In contrast to the complexities of “a cure” in clinical situations, in the workaday world its meaning seems clearer than ever: a fix for cancer. On March 5th, President Obama “launched a new effort to find a cure for cancer in our time,” just as Nixon had declared a “war on cancer” in 1971.
Every which way you turn, people are asking for donations to foundations that promise to help fund or find a cure. “Scientists found a cure for polio; why not a cure for cancer?” they say.
I'm as guilty as the next, using the cachet of “a cure” to encourage donors to support Wendy's Eagles in the Dallas Lymphomathon. Guilty, because I'm knowingly taking advantage of a semantic twist: Vaccines cured the public health problem of polio by preventing the paralyzing illness; for unvaccinated patients infected and affected by the poliovirus, no cure for polio exists.
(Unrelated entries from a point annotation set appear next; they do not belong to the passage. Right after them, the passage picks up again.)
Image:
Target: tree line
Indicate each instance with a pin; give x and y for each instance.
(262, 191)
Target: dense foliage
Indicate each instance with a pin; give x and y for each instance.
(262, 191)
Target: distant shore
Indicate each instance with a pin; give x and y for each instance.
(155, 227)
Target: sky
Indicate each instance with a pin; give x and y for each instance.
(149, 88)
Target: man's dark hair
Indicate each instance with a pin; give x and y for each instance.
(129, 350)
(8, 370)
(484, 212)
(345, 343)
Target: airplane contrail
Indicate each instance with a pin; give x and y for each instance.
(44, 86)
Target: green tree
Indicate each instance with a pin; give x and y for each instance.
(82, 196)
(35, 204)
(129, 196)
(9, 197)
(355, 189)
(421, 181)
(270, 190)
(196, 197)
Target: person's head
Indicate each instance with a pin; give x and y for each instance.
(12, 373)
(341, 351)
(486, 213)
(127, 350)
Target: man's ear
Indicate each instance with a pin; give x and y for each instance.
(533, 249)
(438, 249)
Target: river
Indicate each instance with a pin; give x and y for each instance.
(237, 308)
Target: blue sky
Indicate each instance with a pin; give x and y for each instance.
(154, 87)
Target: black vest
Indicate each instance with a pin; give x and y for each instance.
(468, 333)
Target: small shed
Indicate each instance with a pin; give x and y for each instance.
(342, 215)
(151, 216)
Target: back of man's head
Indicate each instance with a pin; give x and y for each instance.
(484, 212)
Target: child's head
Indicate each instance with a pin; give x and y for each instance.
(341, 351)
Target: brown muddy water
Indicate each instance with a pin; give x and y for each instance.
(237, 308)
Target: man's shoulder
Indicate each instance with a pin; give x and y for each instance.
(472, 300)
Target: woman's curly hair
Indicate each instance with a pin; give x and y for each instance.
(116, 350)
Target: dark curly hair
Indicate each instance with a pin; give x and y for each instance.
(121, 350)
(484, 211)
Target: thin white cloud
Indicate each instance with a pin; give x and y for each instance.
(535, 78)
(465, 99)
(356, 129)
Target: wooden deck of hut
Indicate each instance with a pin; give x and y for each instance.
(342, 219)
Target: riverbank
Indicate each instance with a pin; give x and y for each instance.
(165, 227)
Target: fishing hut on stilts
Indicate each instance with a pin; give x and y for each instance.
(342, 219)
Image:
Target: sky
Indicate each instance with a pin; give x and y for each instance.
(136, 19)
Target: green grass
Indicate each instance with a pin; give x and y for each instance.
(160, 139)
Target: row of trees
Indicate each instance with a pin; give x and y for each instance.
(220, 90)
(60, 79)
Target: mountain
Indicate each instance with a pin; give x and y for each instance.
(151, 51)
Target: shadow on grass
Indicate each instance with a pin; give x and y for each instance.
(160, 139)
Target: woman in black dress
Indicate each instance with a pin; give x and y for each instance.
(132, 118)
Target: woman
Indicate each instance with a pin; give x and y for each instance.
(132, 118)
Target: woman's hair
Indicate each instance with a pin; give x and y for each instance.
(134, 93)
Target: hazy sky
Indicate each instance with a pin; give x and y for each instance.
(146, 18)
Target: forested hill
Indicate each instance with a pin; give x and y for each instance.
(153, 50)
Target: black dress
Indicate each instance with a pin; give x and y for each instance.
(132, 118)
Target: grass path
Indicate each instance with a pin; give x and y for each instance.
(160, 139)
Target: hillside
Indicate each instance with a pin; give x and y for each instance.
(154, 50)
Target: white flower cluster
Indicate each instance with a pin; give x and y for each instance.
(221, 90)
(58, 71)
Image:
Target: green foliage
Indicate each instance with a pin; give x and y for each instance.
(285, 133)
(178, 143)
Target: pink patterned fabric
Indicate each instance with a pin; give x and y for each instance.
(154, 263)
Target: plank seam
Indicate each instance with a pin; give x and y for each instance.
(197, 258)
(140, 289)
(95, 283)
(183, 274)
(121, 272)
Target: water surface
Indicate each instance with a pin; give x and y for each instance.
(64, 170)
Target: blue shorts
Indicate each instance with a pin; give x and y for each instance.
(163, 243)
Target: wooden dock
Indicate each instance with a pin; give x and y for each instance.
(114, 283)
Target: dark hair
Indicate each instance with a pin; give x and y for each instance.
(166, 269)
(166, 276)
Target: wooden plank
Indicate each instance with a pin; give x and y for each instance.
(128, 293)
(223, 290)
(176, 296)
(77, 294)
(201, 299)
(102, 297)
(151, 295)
Along with millions of other activists, I quietly let donors believe their money will be funneled to help find a fix for patients suffering from this dreadful disease. I don't explain that much of the research will be aimed at preventing certain cancers and transforming other cancers from death sentences to chronic diseases, and thus curing the public health problem. I also neglect to mention that some of the money pays for education and supportive care services.
I've justified the deception by saying, “It helps raise awareness and loosen philanthropists' purse strings. Avoiding ‘a cure’ would only dash the hopes of patients and potential donors. And it would grant charlatans an unfair advantage in wooing vulnerable patients.”
People who mislead the public are often humanitarians just trying to help. But it's asking for trouble to encourage the public to expect the kind of cure that puts cancer in the same category as strep throat and appendicitis. Such expectations set the stage for distrust and disappointment, and discredit the remarkable advances that have been made.
Ah, the source of my discomfort about “a cure” is now clear: As a physician-survivor, I've been crisscrossing the chasm of “a cure,” unable to reconcile its meaning as a clinician with that as a patient.
The solution is not to ban the word, but to educate the public about cure's many meanings. In social and political contexts, we can help elevate the work of researchers and foundations by emphasizing the double entendre—a cure for the disease and a cure for the public health problem.
And when tending to patients, we can explain that being cured is no longer a simple dichotomy like being pregnant—you are or you aren't. Cure is a continuum. The ultimate goal is not always getting rid of the cancer forever, but healing the patient in front of us with expert and compassionate care.
Everyone benefits if we remember our roots and see “a cure” as part of our broader mission: “to care.”